Evgeny Ilinykh: I believe so. Many tools focus on workflow automation, but they don't give you the precision to configure RAG. They don't cover context much; they focus on tuning or memory. But context is critical. If you want to build powerful agents, look at what Anthropic is doing—they are focusing on context a lot.

Dewan Ahmed: What needs to happen for AI agents to become more trustworthy for mission-critical workflows?

Evgeny Ilinykh: I think the industry will become more mature. Right now, things like ChatGPT or Claude are kind of black boxes. Companies have their "secrets" for how they get good results and they don't want the market to compete, so they don't tell us everything. But eventually, those hidden details will be publicly available. We’ll build more tools like RAG-as-a-service which will give us the opportunity to build agents faster and more reliably. If you can test and debug context, the agents become more reliable.

Dewan Ahmed: Do you think RAG will ever be as standardized as CI/CD or monitoring?

Evgeny Ilinykh: I believe so. It might not be in the exact shape it is right now, but it will be a part of the tech stack or a design pattern people frequently use. It will be something like relational databases.

Dewan Ahmed: What is your suggestion to leadership at companies building or adopting AI? What do they need to be careful of?

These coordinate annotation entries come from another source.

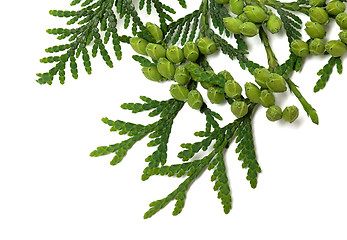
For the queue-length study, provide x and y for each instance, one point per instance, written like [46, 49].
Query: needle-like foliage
[96, 24]
[326, 71]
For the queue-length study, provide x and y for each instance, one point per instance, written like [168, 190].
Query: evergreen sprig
[159, 131]
[326, 72]
[183, 29]
[218, 12]
[219, 139]
[291, 23]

Evgeny Ilinykh: Because of the rapid changes, we are all in a rush. We have the same issue we had before with software: we try to release faster and return a buggy or non-production-ready product. With AI agents, it's the same. We need to focus on the small things. Focus on your data pipeline. Don't skip important blocks, because eventually, the whole system will fall apart in production. If your answers are irrelevant 50% of the time, what is the point of the agent? People don't trust AI agents today not because the LLMs aren't trusty, but because we haven't spent enough time making the systems perfect.

Dewan Ahmed: What is the long-term mission of GuidedMind.ai?

Evgeny Ilinykh: It's in the name: I try to build a tool that is "guided" and transparent. We want the opportunity to look at an AI agent not as a black box, but with instruments to precisely configure, debug, and test it all at once. RAG is the framework to help with that retrieval.

Dewan Ahmed: Where can our listeners find your work or connect with you?

Evgeny Ilinykh: You can find me on LinkedIn. And if you want to look at the tool I'm working on, go to GuidedMind.ai. You can try it for free or schedule a demo.

Dewan Ahmed: Awesome. Thanks so much, Evgeny, for spending time with us. Listeners, this was ShipTalk Podcast. I'm your host, Dewan, sponsored by Harness, the AI-native software delivery platform. We'll link Evgeny's LinkedIn and GuidedMind.ai in the description. Tune in for the next episode.

Evgeny Ilinykh: Thank you so much. Thanks for having me.